Since October 2013, a Boston-based "stool bank" has managed to bring costs down to about $250 per treatment by screening samples in bulk. To date, OpenBiome has shipped over 300 stool samples in ready-to-use frozen preparations to 39 hospitals.

But in March, the FDA released an updated proposal for regulating fecal transplants, saying doctors should only use stool from a donor who is "known" to either the patient or their physician.
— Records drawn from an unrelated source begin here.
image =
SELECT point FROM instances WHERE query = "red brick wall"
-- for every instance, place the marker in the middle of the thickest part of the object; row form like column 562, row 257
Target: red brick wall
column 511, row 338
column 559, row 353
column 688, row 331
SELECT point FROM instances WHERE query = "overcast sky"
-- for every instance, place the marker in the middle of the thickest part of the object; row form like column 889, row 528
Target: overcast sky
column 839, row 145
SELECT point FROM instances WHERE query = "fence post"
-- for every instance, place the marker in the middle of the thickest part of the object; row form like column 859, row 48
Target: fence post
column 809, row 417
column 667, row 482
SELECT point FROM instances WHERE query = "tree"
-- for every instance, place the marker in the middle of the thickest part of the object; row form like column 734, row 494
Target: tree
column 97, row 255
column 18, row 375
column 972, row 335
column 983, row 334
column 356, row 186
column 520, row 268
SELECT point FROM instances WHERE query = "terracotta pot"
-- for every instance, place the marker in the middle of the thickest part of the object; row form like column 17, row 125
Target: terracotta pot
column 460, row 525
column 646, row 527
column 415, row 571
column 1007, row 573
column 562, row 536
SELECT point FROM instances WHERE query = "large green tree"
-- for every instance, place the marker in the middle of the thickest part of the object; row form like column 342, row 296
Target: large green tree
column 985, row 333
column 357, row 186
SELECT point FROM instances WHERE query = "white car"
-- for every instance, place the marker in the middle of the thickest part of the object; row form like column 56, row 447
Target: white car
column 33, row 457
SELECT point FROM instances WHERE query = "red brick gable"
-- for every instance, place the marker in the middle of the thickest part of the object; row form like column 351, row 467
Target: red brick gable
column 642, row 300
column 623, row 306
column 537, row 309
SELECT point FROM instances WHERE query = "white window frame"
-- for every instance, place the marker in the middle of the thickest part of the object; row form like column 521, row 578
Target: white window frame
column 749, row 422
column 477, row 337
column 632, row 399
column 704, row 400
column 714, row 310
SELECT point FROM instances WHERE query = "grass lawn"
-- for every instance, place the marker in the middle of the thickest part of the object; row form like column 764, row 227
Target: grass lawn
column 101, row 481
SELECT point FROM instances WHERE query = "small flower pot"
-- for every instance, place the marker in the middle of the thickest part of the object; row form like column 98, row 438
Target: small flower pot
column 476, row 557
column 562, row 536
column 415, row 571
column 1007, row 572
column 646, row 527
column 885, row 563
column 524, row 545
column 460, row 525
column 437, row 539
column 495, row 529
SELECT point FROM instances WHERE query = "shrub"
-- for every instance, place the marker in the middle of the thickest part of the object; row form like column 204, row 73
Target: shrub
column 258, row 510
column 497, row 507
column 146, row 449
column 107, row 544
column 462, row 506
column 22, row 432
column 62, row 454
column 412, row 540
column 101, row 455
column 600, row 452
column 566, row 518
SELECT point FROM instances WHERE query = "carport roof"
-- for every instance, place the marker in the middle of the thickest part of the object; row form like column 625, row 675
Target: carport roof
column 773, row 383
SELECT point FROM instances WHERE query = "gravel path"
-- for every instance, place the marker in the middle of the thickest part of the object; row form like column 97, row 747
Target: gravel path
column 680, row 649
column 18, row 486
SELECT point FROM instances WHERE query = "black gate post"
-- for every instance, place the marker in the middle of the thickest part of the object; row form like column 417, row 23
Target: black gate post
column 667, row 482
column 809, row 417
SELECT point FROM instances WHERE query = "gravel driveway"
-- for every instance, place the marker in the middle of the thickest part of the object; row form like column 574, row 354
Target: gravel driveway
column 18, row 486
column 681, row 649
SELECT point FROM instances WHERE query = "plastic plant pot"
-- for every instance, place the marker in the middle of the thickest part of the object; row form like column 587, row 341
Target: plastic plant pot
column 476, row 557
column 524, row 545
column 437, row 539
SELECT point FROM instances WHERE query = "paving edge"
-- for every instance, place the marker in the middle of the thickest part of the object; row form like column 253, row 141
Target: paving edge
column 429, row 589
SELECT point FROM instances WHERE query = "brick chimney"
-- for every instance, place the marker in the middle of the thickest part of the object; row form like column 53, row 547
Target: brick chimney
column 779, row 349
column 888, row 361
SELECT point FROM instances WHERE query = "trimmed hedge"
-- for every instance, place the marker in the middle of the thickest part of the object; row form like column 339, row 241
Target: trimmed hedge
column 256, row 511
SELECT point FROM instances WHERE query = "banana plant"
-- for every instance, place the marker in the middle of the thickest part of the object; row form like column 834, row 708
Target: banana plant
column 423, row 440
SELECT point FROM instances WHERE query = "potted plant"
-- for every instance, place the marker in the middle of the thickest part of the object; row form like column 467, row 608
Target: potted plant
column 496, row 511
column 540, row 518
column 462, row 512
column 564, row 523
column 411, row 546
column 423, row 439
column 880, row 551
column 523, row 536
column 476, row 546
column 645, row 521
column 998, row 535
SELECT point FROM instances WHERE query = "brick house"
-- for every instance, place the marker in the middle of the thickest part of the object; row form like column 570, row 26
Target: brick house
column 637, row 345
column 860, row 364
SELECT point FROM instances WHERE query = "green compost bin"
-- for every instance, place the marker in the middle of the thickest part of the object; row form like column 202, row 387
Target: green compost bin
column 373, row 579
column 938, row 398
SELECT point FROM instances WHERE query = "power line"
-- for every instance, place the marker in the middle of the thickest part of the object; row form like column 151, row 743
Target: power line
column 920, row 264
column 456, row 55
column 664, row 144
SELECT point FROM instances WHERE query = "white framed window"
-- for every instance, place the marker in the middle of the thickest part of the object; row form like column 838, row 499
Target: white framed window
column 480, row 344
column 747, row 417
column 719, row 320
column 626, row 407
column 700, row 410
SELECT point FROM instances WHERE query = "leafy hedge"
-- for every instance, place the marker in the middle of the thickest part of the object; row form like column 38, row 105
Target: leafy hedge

Some doctors and patients worried the proposal, if finalized, would shutter OpenBiome and a handful of other stool banks, which use anonymous donors and ship to providers hundreds of miles away.

But OpenBiome founder, Mark Smith, says his group continues operating after having several productive discussions with the FDA. Smith says regulators have encouraged him to set up a formal study in which hospitals that work with OpenBiome will contribute data on the safety and effectiveness of fecal transplants.

"They understand the importance of making treatment available for patients today, while making sure there is adequate oversight of the risks," Smith says. "We're actually totally on the same page."

38   Dan8267   2014 Jun 27, 5:16am  

zzyzzx says

Feces transplant may help relieve severe diarrhea

Finally, a use for Fox News.

39   elliemae   2014 Jun 28, 4:15am  

Dan8267 says

zzyzzx says

Feces transplant may help relieve severe diarrhea

Finally, a use for Fox News.

Yes - they're so full of shit, there's plenty to go around

40   Ceffer   2014 Jun 28, 4:23am  

I'm waiting for Designer Feces Transplants of the Stars, in individual, autographed containers.

If nothing else, you will wind up with absolutely fabulous shit.

Who wouldn't want Scarlett Johansson up their ass?

41   Dan8267   2014 Jun 28, 4:44am  

Ceffer says

Who wouldn't want Scarlett Johansson up their ass?

I think you got that backwards.

42   Tenpoundbass   2014 Jun 28, 9:44am  

You don't have to take this Shit!

43   New Renter   2014 Jun 28, 10:07am  

Regarding DE it is important to get the food grade kind as pool grade DE has been treated in such a way so as to make it toxic.

44   Tenpoundbass   2014 Jun 28, 10:25am  

New Renter says

Regarding DE it is important to get the food grade kind as pool grade DE has been treated in such a way so as to make it toxic.

So what no turd enemas?

45   Ceffer   2014 Jun 28, 12:18pm  

If only a fecal implant could cure verbal diarrhea, they'd be on to something, but the internet air waves would shrink by 90 percent.

It could be called the "Shit for Bullshit" campaign.

46   elliemae   2014 Jul 1, 3:26pm  

Does conservative republican shit work in liberal democrats?

47   Ceffer   2014 Jul 1, 4:33pm  

elliemae says

Does conservative republican shit work in liberal democrats?

Maybe you're talking about the "shit for brains" transplant.